Sepenggal kisah Duty On Journalist
Kebanggan tersendiri, jika cita-cita kita dapat tergapai. Cita-citaku itu, bukanlah profesi yang menjanjikan secara material. Namun, ia sarat nilai pertualangan dan pengalaman. Setiap hari,saya menemukan hal baru. Tak hanya itu, berbagai peristiwa menjadi bidang peliputan, dapat memperkaya referensi, pengetahuan, serta informasi, dan sesuatu yang belum ku ketahui selama ini.
Sehingga, saya mulai belajar melihat satu persoalan,tak hanya satu sisi atau melihat persoalan itu, dari kaca mata kuda. Sebab, sebuah kewajiban yang tak tertulis, tetapi harus dilakukan bagi seorang Jurnalis, yaitu KONFIRMASI. Bagaimana pun itu, "Harus mendapatkan konfirmasi,"demikian pesan redakturku suatu ketika.

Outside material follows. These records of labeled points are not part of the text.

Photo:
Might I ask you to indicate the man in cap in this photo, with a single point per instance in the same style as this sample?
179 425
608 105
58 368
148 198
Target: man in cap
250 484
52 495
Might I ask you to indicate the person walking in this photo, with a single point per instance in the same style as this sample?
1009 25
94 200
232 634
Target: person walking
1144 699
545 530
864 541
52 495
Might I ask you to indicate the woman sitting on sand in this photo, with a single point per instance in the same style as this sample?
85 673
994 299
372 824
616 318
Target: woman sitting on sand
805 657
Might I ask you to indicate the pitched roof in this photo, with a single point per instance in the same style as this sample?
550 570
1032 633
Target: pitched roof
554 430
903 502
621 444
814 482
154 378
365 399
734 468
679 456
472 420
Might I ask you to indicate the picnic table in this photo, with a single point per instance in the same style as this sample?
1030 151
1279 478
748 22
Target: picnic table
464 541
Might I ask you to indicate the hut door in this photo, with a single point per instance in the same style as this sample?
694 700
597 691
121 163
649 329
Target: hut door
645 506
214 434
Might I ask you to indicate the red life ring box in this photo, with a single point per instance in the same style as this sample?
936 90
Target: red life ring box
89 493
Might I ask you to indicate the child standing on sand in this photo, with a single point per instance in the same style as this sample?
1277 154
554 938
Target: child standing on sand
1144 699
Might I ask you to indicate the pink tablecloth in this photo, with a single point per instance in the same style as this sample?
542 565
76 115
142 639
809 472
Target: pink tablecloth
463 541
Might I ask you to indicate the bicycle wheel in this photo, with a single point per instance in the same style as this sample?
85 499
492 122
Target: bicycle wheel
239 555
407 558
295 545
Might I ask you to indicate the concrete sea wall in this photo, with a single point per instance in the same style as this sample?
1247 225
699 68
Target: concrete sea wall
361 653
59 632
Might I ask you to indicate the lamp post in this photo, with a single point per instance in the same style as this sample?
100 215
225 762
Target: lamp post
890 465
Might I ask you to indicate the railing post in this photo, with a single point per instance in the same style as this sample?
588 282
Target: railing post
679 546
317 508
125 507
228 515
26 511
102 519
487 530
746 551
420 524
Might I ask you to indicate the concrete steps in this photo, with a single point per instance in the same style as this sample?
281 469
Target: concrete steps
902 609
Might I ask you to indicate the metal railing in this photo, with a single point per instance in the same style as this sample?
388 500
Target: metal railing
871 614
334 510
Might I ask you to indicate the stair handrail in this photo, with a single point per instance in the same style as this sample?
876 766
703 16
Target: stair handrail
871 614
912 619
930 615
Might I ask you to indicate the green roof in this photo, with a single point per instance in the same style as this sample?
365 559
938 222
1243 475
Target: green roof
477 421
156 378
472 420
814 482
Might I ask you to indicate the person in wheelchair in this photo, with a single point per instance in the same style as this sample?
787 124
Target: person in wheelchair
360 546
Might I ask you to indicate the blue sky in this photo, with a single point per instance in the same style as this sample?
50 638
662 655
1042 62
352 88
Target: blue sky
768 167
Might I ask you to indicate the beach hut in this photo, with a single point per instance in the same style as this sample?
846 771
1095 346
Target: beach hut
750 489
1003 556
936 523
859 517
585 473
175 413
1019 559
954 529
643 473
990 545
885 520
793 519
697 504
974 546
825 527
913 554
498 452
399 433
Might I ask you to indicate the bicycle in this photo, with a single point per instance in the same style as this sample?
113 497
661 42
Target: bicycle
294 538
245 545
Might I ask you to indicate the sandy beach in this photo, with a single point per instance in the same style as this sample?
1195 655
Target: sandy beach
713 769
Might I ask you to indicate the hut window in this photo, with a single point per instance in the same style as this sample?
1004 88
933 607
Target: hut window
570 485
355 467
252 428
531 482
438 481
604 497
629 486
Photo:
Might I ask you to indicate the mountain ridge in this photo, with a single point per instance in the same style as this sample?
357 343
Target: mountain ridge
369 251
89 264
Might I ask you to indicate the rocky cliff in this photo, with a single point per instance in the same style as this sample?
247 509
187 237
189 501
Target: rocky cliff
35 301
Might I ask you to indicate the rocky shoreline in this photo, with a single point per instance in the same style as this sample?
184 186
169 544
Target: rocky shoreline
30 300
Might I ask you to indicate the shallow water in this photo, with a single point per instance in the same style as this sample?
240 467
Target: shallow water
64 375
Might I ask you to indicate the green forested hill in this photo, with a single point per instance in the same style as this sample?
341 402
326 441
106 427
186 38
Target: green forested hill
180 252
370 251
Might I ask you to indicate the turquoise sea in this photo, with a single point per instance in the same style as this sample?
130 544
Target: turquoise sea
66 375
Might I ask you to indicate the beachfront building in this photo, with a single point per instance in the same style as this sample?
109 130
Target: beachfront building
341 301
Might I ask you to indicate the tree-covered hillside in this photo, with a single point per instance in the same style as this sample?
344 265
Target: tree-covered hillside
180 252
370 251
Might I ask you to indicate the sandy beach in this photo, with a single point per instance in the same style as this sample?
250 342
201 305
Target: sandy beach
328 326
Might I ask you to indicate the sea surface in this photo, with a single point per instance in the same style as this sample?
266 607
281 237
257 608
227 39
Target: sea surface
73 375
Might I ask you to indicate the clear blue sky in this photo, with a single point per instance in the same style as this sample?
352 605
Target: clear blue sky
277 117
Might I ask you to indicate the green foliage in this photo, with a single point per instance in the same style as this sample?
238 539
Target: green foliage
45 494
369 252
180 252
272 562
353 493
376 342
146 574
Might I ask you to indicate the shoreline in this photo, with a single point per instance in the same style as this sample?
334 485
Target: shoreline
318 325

Pengalaman pertama peliputan di Butta Toa, mengenai seorang penjual obat keliling,yang ditemukan tewas di dalam kamar kontrakannya. Saat di lakukan identifikasi mayat oleh Kepolisian Resort Bantaeng itu, mata mayat tersebut, melotot. Usai peliputan, saya tak dapat tidur dengan tenang saat beristirahat di kamar kost. Terbayang dalam pikiran tatapan matanya. Selain itu, lokasi kost yang kudiami, tak jauh pula dari kuburan, ditambah raungan anjing di dini hari itu. Akhirnya, subuh pun tiba, dan mata pun mulai lelap dan tak kuasa menahan kantuk. Pun aku tertidur dengan pulasnya.
Belalang Tua
Ia melaju dengan kecepatan yang pelan di atas panasnya terik matahari di Butta Toa, Bantaeng. Secara perlahan menyelusuri setiap sudut jalan yang ada di Bantaeng. Sesekali kepulan asap hitam dari knalpot mewarnai setiap pemberhentian Traffig Light, itu menjadi ciri khas si belalang tua.